A ce jour, j’avoue deux plaisirs proches et différents à la fois, selon que le raisin mûrisse aux alentours des Abbayes que tenaient les belles Abbesses à poigne ferme, qu’elles soient de Bourgogne ou du Jura. Les conjugaisons et déclinaisons méditerranéennes, pesantes souvent, ne me satisfont pas jusqu’à lors. Quant aux Chardonnay du «Monde dit Nouveau», je ne les fréquente pas assez pour oser émettre une opinion… Les ceusses que j’ai croisés m’ont repeint la bouche mais ne m’ont pas pris le cœur.

Or donc me voici face à cette bouteille d’Arbois 2005 de Jacques Puffeney, bon faiseur s’il en est, bâtie comme un flacon, intimidante comme le regard d’une femme dans une maison de librairie. Car c’est là qu’elles se regardent au fond de leur sexe, se retrouvent, se sourient, s’acceptent, s’aiment ou se détestent. Oui là, entre les piles, entre les livres, entre les pages qu’elles frôlent d’un doigt humide, le front plissé, le regard perdu aux confins de mondes étranges et familiers, à la lisière des sensibilités complices. Ah, le regard d’une femme qui se retrouve, alors qu’elle se croyait secrète, entre les lignes d’une converse, dans la chaleur douce d’une bibliothèque obscure… Comme une lumière noire qui perce un soleil.

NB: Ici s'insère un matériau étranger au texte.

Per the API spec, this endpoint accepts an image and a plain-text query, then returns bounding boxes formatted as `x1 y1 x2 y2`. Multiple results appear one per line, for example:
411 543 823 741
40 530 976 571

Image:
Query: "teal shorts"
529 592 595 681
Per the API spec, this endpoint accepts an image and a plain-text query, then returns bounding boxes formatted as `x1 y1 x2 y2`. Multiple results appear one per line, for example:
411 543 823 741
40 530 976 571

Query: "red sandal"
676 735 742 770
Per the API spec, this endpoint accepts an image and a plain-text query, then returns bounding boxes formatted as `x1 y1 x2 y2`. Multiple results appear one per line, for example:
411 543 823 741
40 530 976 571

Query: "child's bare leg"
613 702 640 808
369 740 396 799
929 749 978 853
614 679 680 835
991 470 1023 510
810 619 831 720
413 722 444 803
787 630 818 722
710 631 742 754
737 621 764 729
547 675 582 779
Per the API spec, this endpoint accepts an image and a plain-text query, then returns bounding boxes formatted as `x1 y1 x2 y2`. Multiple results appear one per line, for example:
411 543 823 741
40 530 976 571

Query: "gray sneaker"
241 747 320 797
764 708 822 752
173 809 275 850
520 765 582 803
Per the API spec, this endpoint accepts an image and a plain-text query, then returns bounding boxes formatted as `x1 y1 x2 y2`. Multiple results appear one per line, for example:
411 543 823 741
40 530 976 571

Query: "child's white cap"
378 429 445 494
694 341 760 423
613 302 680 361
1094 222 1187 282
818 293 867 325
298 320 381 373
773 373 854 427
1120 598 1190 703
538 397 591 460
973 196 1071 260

Bon et le Puffeney dans tout ça???

Un vin à la robe blonde qui devrait plaire à cette femme qui sourit aux illusions du monde, susurre en moi le macho qui ne dort que d’une hormone. Pourquoi, je ne sais pas, mais le pressens. Claire et lumineuse donc la robe. Oui, lumière d’or tendre, mouvante comme une peau mâte et souple…

Les pommes cuites et piquées de noisettes justes grillées… d’emblée, chaudes au sortir du four. Voilà qui plairait aussi à nos mies qui jamais n’ont su résister à la chair croquante et sucrée de ce fruit de paradis charnu. Des notes exotiques de curry, mêlées de pâtisseries chaudes, ajoutent à la séduction de ce charmant – jusqu’à la dernière fragrance – Chardonnay. Au bout de l’inspiration, comme une touche de cannelle fumée qui parachève.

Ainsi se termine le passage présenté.